Originally published in the Winter + Spring 2019 issue.
Stretching tall, firmly rooted through one leg; undulating hips silky side to side; music flowing through as you dance: Each example stems from three modalities, which all help promote a better self-esteem and body image.
Yoga, belly dance and Nia are three practices that naturally increase self-confidence. They all contribute to muscle building and flexibility, which help people feel better about themselves; but it is the mind-body connection each one fosters that aids in deep self-acceptance.
Tapping into the Core
Yoga poses, meditation and basic principles converge to support core strength and an attitude of acceptance. Principles of non-harm and non-attachment remind people to be kind to themselves and not hold onto society’s rampant distortion of what the “perfect” body looks like.
“It’s non-attachment to what I perceive beauty is,” says Alyxandra Citron, vinyasa and restorative yoga instructor at Radiance Power Yoga in Boulder. “It’s affirming… I am beautiful, I am powerful. I am strong.”
Poses such as Warrior further develop a sense of strength and perseverance by teaching people they are “strong and rooted and grounded and beautiful within and without,” Citron says. Increasing core muscles helps participants feel safer “in day-to-day existence, in how [they] walk and hold [themselves] … if you’re balanced in your core and solar plexus, then you’ll find yourself feeling lighter and joyful every day.”
Then, through moments of stillness, people find peace.
“Through meditation, everything falls into place,” she says. “If you’re stressed or depressed, you’re harsher on yourself than if you were more in balance.
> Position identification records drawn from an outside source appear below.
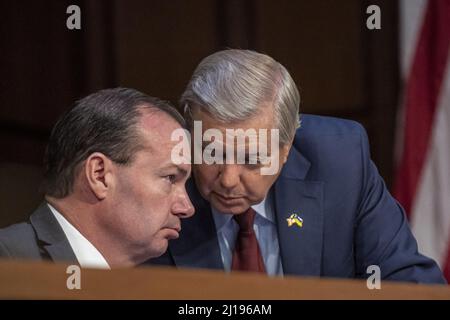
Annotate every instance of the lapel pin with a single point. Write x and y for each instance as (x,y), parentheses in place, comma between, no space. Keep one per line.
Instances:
(295,219)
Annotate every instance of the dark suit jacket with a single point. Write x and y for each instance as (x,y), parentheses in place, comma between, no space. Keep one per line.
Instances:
(41,238)
(350,221)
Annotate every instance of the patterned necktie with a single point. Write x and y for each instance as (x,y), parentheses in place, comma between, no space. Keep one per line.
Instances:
(247,255)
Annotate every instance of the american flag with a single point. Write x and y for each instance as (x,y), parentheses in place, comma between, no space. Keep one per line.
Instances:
(422,182)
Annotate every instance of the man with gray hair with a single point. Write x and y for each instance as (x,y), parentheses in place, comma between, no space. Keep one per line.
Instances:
(325,211)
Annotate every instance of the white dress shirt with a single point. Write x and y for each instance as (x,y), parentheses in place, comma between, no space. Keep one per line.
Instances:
(87,255)
(265,230)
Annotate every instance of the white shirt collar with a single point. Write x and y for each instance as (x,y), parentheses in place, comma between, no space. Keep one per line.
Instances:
(87,255)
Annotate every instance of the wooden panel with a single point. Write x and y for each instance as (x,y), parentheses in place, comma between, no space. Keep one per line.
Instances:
(48,281)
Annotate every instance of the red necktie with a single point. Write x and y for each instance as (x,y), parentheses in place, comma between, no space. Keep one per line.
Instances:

If you know your truest self, something external won’t rock your boat as much. Yoga helps you learn more about yourself, both with confidence and peace and love.”
Every yoga teacher she has taken a class from emphasizes loving oneself. A positive body image naturally emerges from this self-love. “It starts with loving yourself that day, no matter where you start,” she says.
It starts with loving yourself that day, no matter where you start.
Citron also has taught belly dance to students ranging in age from 15 to 70. Belly dancing culture doesn’t revolve around flat bellies; instead, all bodies become sensual through the dance.
“Each student radiates this internal confidence,” she says. “[It’s about] seeing yourself as sexy and beautiful and powerful and letting all of that shine through you.”
Throughout history, the female form has often been forced to hide according to societal norms.
“It’s really liberating when you can bare your belly and bare your soul without any judgment and with just pure acceptance,” she says.
While moves like the shimmy can intimidate women initially because it involves opening, or expanding through, your chest, belly, pelvis and buttocks and letting everything jiggle, “once you let loose, it really helps to support that body image,” says Erin Jones, owner of Erin Elizabeth Belly Dance in Denver.
Most other dance forms include stigmas, be it age, training or ability, whereas belly dance welcomes all people of any age, size or ability. The community, usually made of women (though historically men have belly danced), offers connection in a time where many people are disconnected through technology, isolation or staying a little too busy.
“It offers an inclusive sisterhood,” Jones says. The norm to perform also helps dancers build confidence as they support one another and receive positive audience responses.
Moves for Every Body
Nia, founded in the early 1980s, fuses martial arts, dance and healing arts like yoga, Alexander Technique and Feldenkrais into 60-minute routines. They begin with a gentle, embodied warm-up, rev up to solid cardio workouts, and end with slow, grounded movements. Every class starts with a step forward, encouraging rooted, present-moment awareness.
Instructors use a variety of metaphors, such as reaching arms out like tree branches (as opposed to just telling students to put their hands in the air), to further a sense of connection to one’s own body. While it’s based on 52 basic moves, every class offers a couple short minutes of free dance, where people can “tap into oneself and notice what’s going on inside,” says first-degree black belt Nia instructor Karen Olsen of Boulder. It also encourages the use of vocal sounds every so often, which can improve self-esteem and confidence by connecting with the power of voice.
Nia encourages people to take time for themselves as they become immersed in the movements.
“It feels like self-care,” Olsen says. “Body cues and speaking about sensation in different parts of the body brings awareness without judgment.”
Like yoga and belly dancing, it offers an accepting, joyful community.
“Nia is very freeing,” Olsen says. “There’s a joy that comes through dance. First the body gets happy, then the mind and spirit calm.”
There’s a joy that comes through dance. First the body gets happy, then the mind and spirit calm.
Through the process, participants begin to appreciate body sensation, and thus, their own body — no matter what shape, form or ability.
“It helps to lengthen my body, open my mind and calm,” Olsen says. “It gets obstacles out of the way for me to dance.”
While individually, yoga, belly dance and Nia each contribute to better body image, when practiced together — or even coupled — the modalities can highly amplify confidence, positive body image, sense of community and overall joyfulness.